Enrique Graf é uruguaio, mora nos Estados Unidos, e está em viagem pelo Brasil. No sábado, dia 9, apresentou-se na Sala Watari.
Pianista de qualidades excepcionais, ele se destaca justamente por não ser o virtuose típico, aquele que parece jogar luzes sobre si a cada nota, vaidosamente. A primeira qualidade que senti foi sua fluência tranquila, um traço que não denota ausência de intensidade, paixão, nem tampouco apatia, mas antes um domínio sereno das partituras e de cada obstáculo que elas oferecem. Cada gesto é preciso, sem pressa ou ostentação, dentro da melhor naturalidade. Ele demonstra que a música não é apenas uma sequência de notas a serem tocadas com perfeição técnica, mas um espaço de entrega e de escuta, onde a calma é a chave para acessar a profundidade da obra.
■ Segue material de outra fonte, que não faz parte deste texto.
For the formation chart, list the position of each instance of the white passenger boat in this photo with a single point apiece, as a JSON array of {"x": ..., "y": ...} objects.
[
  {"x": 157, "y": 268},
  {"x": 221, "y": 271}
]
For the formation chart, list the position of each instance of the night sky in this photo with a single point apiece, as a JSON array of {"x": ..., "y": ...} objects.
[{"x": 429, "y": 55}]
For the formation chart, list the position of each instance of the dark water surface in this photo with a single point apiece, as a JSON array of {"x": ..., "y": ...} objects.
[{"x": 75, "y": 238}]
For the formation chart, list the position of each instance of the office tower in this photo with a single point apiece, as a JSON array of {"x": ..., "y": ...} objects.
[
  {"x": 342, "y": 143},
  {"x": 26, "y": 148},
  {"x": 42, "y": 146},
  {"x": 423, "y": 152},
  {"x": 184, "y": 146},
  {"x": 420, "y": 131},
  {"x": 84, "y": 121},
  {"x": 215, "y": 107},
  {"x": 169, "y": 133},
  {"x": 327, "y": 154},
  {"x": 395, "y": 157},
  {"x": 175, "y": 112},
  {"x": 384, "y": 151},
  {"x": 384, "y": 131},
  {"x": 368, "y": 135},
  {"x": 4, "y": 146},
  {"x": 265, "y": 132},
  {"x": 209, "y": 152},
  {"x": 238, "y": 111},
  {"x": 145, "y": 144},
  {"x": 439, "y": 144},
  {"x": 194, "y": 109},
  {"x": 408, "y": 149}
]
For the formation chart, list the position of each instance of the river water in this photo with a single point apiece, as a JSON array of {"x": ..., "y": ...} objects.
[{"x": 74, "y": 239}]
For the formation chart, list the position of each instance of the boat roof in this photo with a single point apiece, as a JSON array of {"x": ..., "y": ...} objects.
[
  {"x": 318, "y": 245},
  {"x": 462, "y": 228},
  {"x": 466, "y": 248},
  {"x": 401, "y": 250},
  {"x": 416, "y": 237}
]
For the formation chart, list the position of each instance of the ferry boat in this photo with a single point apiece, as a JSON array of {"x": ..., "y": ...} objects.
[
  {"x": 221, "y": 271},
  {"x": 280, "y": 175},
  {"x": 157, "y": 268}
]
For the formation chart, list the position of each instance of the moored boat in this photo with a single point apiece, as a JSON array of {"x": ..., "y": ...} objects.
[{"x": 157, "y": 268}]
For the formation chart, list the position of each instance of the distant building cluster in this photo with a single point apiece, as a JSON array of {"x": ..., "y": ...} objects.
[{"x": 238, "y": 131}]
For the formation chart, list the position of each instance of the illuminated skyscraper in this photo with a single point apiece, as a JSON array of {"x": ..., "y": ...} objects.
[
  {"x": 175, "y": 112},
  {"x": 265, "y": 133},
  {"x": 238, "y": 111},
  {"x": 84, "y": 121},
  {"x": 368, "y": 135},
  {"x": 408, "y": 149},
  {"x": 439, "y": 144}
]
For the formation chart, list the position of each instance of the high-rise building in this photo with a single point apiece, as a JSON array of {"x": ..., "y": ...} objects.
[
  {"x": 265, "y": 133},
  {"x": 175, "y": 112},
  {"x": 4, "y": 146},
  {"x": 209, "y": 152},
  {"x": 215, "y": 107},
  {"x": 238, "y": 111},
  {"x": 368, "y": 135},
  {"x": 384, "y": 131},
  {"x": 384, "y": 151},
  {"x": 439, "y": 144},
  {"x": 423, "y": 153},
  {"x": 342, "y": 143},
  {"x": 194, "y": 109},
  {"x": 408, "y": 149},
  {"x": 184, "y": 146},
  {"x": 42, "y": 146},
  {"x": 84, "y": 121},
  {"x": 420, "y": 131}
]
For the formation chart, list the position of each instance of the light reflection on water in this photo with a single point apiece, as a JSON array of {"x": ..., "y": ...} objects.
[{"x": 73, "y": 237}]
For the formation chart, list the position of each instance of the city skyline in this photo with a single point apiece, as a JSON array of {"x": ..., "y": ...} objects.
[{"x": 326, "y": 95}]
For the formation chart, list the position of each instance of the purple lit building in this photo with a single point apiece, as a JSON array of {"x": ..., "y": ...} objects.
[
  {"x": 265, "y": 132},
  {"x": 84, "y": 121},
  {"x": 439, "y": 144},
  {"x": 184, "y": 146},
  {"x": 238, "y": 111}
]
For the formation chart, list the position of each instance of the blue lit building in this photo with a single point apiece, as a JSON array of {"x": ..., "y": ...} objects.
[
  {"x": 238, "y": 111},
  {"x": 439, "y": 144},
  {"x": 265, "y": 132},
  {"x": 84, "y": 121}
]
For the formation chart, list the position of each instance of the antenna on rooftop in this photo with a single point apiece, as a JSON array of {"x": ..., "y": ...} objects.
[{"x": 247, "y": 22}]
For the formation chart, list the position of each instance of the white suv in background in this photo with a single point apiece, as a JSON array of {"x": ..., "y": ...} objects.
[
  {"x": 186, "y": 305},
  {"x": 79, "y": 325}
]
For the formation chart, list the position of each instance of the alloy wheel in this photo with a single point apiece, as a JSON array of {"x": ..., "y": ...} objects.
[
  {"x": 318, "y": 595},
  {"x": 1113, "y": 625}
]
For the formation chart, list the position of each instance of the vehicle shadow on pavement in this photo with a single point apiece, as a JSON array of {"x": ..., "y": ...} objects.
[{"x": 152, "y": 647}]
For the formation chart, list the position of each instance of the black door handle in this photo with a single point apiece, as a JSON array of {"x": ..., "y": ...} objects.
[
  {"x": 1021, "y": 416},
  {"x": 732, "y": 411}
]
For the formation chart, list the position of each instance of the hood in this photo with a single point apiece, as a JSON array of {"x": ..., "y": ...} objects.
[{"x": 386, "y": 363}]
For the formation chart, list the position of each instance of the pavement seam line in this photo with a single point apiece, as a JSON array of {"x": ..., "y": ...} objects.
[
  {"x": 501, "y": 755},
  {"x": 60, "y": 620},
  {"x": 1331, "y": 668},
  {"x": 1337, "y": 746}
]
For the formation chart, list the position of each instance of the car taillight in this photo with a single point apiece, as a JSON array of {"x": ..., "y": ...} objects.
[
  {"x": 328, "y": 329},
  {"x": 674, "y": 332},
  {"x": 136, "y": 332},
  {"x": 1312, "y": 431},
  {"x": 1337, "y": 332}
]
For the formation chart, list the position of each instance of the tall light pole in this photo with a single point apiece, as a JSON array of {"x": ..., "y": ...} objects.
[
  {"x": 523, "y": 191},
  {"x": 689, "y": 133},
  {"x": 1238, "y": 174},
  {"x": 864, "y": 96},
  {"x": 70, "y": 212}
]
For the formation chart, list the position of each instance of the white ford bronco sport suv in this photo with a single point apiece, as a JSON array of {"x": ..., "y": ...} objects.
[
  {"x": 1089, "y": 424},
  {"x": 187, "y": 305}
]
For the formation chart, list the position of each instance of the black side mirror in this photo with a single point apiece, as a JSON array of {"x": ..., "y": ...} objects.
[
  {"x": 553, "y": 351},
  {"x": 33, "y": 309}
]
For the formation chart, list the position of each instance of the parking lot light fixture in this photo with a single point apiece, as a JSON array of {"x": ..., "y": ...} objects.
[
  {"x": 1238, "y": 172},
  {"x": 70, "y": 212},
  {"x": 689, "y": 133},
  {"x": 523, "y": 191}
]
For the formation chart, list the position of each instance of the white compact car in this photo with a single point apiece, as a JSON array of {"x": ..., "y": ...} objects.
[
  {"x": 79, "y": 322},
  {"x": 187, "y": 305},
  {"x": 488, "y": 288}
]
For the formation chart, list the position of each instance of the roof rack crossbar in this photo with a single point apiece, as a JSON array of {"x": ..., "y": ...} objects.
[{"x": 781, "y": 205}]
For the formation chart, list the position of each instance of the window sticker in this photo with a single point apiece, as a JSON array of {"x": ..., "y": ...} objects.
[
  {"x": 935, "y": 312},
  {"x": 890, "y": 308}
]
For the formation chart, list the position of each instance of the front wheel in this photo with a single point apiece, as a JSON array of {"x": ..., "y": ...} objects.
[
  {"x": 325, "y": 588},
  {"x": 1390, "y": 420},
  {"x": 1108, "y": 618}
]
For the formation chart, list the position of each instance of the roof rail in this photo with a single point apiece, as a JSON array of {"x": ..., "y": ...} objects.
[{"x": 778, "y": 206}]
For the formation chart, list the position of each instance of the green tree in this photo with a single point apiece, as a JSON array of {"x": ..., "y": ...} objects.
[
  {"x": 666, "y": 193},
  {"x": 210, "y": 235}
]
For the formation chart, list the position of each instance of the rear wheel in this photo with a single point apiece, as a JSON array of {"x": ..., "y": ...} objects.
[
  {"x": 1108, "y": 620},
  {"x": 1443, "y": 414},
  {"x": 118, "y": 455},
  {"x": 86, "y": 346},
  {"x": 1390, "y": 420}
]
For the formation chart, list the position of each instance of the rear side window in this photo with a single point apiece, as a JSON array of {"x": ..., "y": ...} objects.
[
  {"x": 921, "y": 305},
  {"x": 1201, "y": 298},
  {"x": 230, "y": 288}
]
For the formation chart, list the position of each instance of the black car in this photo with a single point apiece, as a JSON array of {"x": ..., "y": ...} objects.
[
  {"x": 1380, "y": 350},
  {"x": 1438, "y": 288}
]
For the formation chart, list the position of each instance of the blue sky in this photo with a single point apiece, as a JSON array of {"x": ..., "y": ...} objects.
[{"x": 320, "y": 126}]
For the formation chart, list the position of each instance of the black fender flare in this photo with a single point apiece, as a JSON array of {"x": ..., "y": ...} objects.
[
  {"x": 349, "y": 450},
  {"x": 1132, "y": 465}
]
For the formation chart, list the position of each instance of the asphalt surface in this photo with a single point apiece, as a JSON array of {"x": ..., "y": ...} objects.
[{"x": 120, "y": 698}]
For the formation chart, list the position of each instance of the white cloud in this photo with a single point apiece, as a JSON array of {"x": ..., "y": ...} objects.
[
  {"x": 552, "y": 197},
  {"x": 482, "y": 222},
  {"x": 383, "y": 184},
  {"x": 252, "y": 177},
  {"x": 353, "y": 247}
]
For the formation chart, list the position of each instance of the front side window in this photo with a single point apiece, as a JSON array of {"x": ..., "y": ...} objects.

O programa se iniciou com a Sonata em dó maior, K. 545, de Mozart. Imediatamente sentia-se que Graf estava em casa, à vontade no universo delicado de Mozart, obtendo finíssimas nuanças em cada frase para essa composição falsamente simples. Por mais conhecida que seja a peça, nas mãos de Graf, ela ganhou leveza e transparência, como se fosse redescoberta. Sua interpretação iluminava passagens escondidas, despontando detalhes que faziam a composição soar fresca, inesperada, como uma conversa íntima entre o intérprete e a música.
Em seguida, Graf teve a excelente ideia de revelar ao público alguns compositores uruguaios, e um argentino, pouco divulgados no Brasil. Uma Sonatina de Eduardo Gilardon (1935–1922), uruguaio, completamente desconhecido na internet e não arrolado pelo Grove, deliciosa, inspirada, delicadamente dissonante; uma milonga do argentino Mariano Mores (1918-1916), este, ao contrário, muito conhecido por sua incursão na música popular, autor dos tangos Uno, Adiós Pampa Mia, entre outros. A milonga Taquito militar, interpretada por Graf, simbolizou um projeto de fusão entre o “culto” e o “popular”, na época encabeçado pelo próprio Perón, que fez o Teatro Colón abrir suas portas para Mores. Com uma estrutura rítmica marcada e verve vibrante, Taquito Militar apresenta uma intensidade séria, que reflete a busca de construir uma identidade cultural nacional.
Seguiu-se uma obra de juventude composta por Eduardo Fabini (1882-1950), glória musical do Uruguai: o Estudio Arpegiado. A primeira parte do recital se concluiu com a Danza Criolla, de Héctor Tosar (1923-2002) que, como Camargo Guarnieri, foi aluno de Lamberto Baldi; a obra, enérgica, admiravelmente construída, também se volta para raízes populares e nacionais.
A segunda parte do programa foi consagrada à Sonata em si menor, de Franz Liszt. Essa obra monumental, cósmica, transbordante, exige atenção estrita à continuidade de seu percurso. Graf expunha os temas em todas as suas variedades afetivas sem perder a clareza, destacando os contrastes dinâmicos e expressivos sem nunca os forçar. Ele não perdia nunca a naturalidade do canto e da respiração, tecendo essa imensa tapeçaria sonora sem se deixar asfixiar por ela.
Liszt fez de seu piano uma orquestra, e quantos intérpretes se deixam levar pela ideia que essa orquestra é apenas um pedestal para o virtuosismo baseado em efeitos imediatos. Graf é o contrário de tudo isso; compreende exatamente o que o piano pode oferecer. Raramente se ouve uma fusão tão perfeita, tão orgânica, uma osmose tão completa entre intérprete e piano, como a que Graf nos concedeu ali na Sala Watari. No fim dos bons 30 minutos que essa sonata em um movimento exige, o público ficou em suspenso, não ousando aplaudir. Foi preciso um momento para que os espíritos de todos aterrissassem, e os aplausos se desencadeassem em enorme entusiasmo. Eduardo Graf gravou essa sonata de Liszt, que está disponível no Spotify.
Ele concluiu o programa com um bis, a delicada composição de Monpou, Muchachas en el jardin.
[Em sua passagem pelo Brasil, Enrique Graf se apresenta nesta quinta, dia 21, em Brasília; com a Orquestra Sinfônica do Teatro Nacional Claudio Santoro, sob a direção de Claudio Cohen, ele vai tocar o Concerto em fá de Gershwin.]